抚州门城楼之上,朱文正扶着被炮火炸得坑坑洼洼的城垛,望着城外连绵不绝的汉军营寨,指尖深深嵌进了冰冷的砖石里。
一个月前遮天蔽日的汉军巨舰,依旧泊在赣江江面,高数丈的丹漆巨舰首尾相连,把江面堵得水泄不通;城外的营寨从赣江边一直蔓延到远山,营帐一座挨着一座,炊烟升起时,能把半边天都遮了。
三十天里,陈友谅的三十万大军,发起了上百轮猛攻,八座城门轮番被攻,炮火、攻城槌、云梯、地道、火攻,能用的攻城手段全用了一遍,可这座只有两万守军的孤城,依旧像颗钉子一样,死死钉在赣江边上,半步没退。
江风卷着硝烟和血腥气扑在城楼上,朱文正身上的灰布军衣早已被血浸透又晒干,硬邦邦地贴在身上,袖口磨得稀烂,露出的小臂上布满了新旧交错的刀疤,左肩上的箭伤还在渗血,是昨天汉军夜袭时留下的。
他脸上再也找不到半分往日里流连醉仙楼的纨绔气,那双总是带着漫不经心笑意的眼睛,此刻熬得布满血丝,却依旧亮得吓人,像淬了火的钢刀。
身后的亲兵捧着半块干硬的麦饼,低声劝道:“大都督,您都一天没吃东西了,垫一口吧。”
朱文正没回头,只摆了摆手,声音沙哑得像是被砂纸磨过:“先给城头上的弟兄们分下去,每人一口,别落下。”
亲兵咬了咬牙,还是把麦饼塞到了他手里:“大都督,城里的粮真的快没了,马杀完了,现在每人每天就剩一合米,您再不吃,撑不住的!”
朱文正接过麦饼,掰了一半塞进嘴里,干硬的麦饼刮得喉咙生疼,他面无表情地嚼着,目光扫过城下密密麻麻的汉军尸体 —— 这一个月里,抚州门前的尸体堆了一层又一层,最厚的地方,已经快和城墙齐平了。
他缓缓转过身,看向身后列队的诸将。
邓愈、薛显、牛海龙、赵国旺,还有赵德胜的副将,一个个浑身带伤,盔甲上全是缺口和血污,眼里全是红血丝,却没有一个人露怯。
一个月的血战,洪都守军折损过半,赵德胜战死,李继先、许珪阵亡,当初守城的八员大将,如今只剩一半。
可没有人退,也没有人降。
朱文正把剩下的半块麦饼揣进怀里,看着众人,声音沙哑却字字千钧:
“诸位,今天,是陈友谅围我们的第三十天,整整一个月。”
“这一个月,陈友谅三十万大军,把能用的法子都用上了,抚州门炸塌了两次,宫步门轰碎了半边,水门被攻了八回,可洪都城,还在我们手里!”
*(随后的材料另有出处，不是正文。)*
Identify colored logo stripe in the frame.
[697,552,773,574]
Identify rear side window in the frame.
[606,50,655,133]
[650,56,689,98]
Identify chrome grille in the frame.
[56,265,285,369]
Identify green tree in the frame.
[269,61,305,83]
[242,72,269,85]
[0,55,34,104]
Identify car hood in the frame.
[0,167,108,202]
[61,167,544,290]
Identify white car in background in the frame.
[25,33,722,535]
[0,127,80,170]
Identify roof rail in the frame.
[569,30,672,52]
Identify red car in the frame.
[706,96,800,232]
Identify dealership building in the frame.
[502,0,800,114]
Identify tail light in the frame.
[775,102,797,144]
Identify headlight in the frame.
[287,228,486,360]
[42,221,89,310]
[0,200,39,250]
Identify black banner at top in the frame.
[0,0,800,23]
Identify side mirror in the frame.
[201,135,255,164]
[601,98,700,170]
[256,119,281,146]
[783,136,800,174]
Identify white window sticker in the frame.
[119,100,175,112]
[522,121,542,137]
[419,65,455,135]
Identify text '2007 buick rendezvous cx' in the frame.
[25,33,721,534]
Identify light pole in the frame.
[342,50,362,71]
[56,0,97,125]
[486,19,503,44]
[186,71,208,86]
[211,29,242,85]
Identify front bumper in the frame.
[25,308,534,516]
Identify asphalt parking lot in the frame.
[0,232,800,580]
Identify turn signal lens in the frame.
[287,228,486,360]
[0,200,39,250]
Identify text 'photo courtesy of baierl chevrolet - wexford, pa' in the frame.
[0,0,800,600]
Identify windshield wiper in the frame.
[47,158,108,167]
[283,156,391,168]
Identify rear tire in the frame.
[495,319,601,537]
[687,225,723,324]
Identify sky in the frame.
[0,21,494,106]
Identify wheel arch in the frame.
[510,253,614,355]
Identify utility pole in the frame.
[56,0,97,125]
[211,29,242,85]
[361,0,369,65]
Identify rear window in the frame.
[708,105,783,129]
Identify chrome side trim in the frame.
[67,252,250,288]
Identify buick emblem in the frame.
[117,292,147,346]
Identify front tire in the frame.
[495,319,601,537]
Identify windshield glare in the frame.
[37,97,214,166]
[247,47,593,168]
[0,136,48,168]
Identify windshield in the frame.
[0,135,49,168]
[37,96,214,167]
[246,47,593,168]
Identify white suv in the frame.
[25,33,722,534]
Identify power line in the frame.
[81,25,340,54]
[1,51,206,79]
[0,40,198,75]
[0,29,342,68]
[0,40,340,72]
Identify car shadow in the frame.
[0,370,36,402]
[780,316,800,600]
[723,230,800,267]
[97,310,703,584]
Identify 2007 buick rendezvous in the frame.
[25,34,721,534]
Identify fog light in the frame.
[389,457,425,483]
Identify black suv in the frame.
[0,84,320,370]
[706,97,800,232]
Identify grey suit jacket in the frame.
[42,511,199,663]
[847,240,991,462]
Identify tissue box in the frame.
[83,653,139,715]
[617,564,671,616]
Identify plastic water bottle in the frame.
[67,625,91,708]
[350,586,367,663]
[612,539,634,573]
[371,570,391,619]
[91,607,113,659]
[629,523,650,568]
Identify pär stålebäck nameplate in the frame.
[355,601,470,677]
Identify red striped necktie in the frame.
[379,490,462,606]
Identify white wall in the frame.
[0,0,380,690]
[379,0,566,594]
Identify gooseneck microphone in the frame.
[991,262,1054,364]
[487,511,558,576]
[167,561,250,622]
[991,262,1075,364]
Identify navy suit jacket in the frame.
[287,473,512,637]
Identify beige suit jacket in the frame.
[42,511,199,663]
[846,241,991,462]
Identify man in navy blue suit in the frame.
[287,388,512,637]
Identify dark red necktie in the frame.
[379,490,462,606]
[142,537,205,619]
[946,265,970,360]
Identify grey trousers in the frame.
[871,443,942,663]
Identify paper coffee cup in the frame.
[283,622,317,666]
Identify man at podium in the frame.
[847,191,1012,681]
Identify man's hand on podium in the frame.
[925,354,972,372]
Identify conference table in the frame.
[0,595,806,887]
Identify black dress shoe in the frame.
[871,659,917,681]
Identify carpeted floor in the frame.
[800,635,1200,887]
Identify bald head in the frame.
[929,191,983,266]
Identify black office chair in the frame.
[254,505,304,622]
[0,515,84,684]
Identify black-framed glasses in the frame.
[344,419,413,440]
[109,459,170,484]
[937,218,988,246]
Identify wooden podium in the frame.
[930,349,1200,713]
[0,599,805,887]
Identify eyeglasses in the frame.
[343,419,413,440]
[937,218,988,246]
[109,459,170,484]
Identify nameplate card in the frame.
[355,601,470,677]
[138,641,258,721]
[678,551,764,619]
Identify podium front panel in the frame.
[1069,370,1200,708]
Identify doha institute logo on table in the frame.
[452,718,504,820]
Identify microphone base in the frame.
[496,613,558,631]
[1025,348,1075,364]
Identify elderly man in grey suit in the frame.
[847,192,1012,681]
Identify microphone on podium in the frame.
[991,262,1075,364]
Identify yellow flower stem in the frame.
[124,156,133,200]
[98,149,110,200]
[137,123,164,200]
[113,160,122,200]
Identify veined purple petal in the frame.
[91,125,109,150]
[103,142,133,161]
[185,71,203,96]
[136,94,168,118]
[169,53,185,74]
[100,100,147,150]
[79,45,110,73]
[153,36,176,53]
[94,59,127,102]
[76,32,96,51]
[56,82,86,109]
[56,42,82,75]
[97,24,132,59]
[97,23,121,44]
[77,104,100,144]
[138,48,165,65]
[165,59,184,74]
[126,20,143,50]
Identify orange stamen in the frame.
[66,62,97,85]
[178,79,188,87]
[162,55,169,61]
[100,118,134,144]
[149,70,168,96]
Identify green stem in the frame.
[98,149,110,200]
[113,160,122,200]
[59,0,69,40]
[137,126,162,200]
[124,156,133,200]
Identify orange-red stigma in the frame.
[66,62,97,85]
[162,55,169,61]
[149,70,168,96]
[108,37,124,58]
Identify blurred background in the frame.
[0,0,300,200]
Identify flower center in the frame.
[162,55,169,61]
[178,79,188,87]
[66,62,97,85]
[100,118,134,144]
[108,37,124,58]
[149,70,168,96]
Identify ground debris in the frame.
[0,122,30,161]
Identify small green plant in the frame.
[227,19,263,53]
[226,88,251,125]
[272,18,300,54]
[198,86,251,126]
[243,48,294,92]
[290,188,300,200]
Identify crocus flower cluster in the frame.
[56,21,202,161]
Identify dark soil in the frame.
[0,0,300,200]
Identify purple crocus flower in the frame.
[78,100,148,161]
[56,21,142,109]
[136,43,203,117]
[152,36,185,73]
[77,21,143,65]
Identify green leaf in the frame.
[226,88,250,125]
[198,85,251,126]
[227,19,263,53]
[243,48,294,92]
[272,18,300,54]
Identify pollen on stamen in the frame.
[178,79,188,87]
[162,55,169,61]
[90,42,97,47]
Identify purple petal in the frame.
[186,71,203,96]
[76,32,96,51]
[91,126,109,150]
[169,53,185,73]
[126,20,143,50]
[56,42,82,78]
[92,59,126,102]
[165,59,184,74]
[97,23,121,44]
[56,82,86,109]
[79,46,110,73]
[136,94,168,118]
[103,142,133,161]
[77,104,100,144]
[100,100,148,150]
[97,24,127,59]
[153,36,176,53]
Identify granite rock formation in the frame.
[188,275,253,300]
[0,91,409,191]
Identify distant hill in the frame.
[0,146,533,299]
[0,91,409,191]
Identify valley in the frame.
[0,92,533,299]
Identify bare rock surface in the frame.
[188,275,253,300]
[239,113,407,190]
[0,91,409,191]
他抬手拍了拍身侧的城垛,刀锋一样的目光扫过每一个人:
“我知道,弟兄们快撑不住了。粮快没了,箭快尽了,刀砍卷了,人也快拼光了。可我告诉你们,洪都不能丢,也丢不起!”
“吴王主力被困庐州的消息,陈友谅知道,我们也知道。可只要我们多守一天,吴王就多一天的时间回师部署;只要洪都还在,陈友谅就不敢顺江而下打应天!我们两万弟兄,扛着的是整个应天的后路,是这天下的胜负!”
邓愈上前一步,抱拳躬身,声音嘶哑却坚定:“大都督放心!末将和抚州门的弟兄们,人在城在!只要还有一口气,就绝不让汉军踏进抚州门半步!”
薛显跟着上前,把手里的陌刀往地上一顿,火星四溅:“大都督!新城门、章江门有我在,陈友谅想进来,除非从我尸体上踏过去!”
其余诸将齐齐拔刀,刀锋向上,吼声震得城楼的尘土簌簌往下掉:“愿随大都督,死守洪都!与城共存亡!”
朱文正看着眼前这些浴血拼杀了一个月的弟兄,眼眶微微发热,他重重抱拳,对着众人深深鞠了一躬:
“诸位兄弟的命,是我朱文正带着丢在这洪都城的。这份情,我记一辈子。今天,我决定派张子明突围,去应天找吴王求援。在援军到来之前,这洪都城,我们还要接着守,哪怕只剩最后一个人,也要守下去!”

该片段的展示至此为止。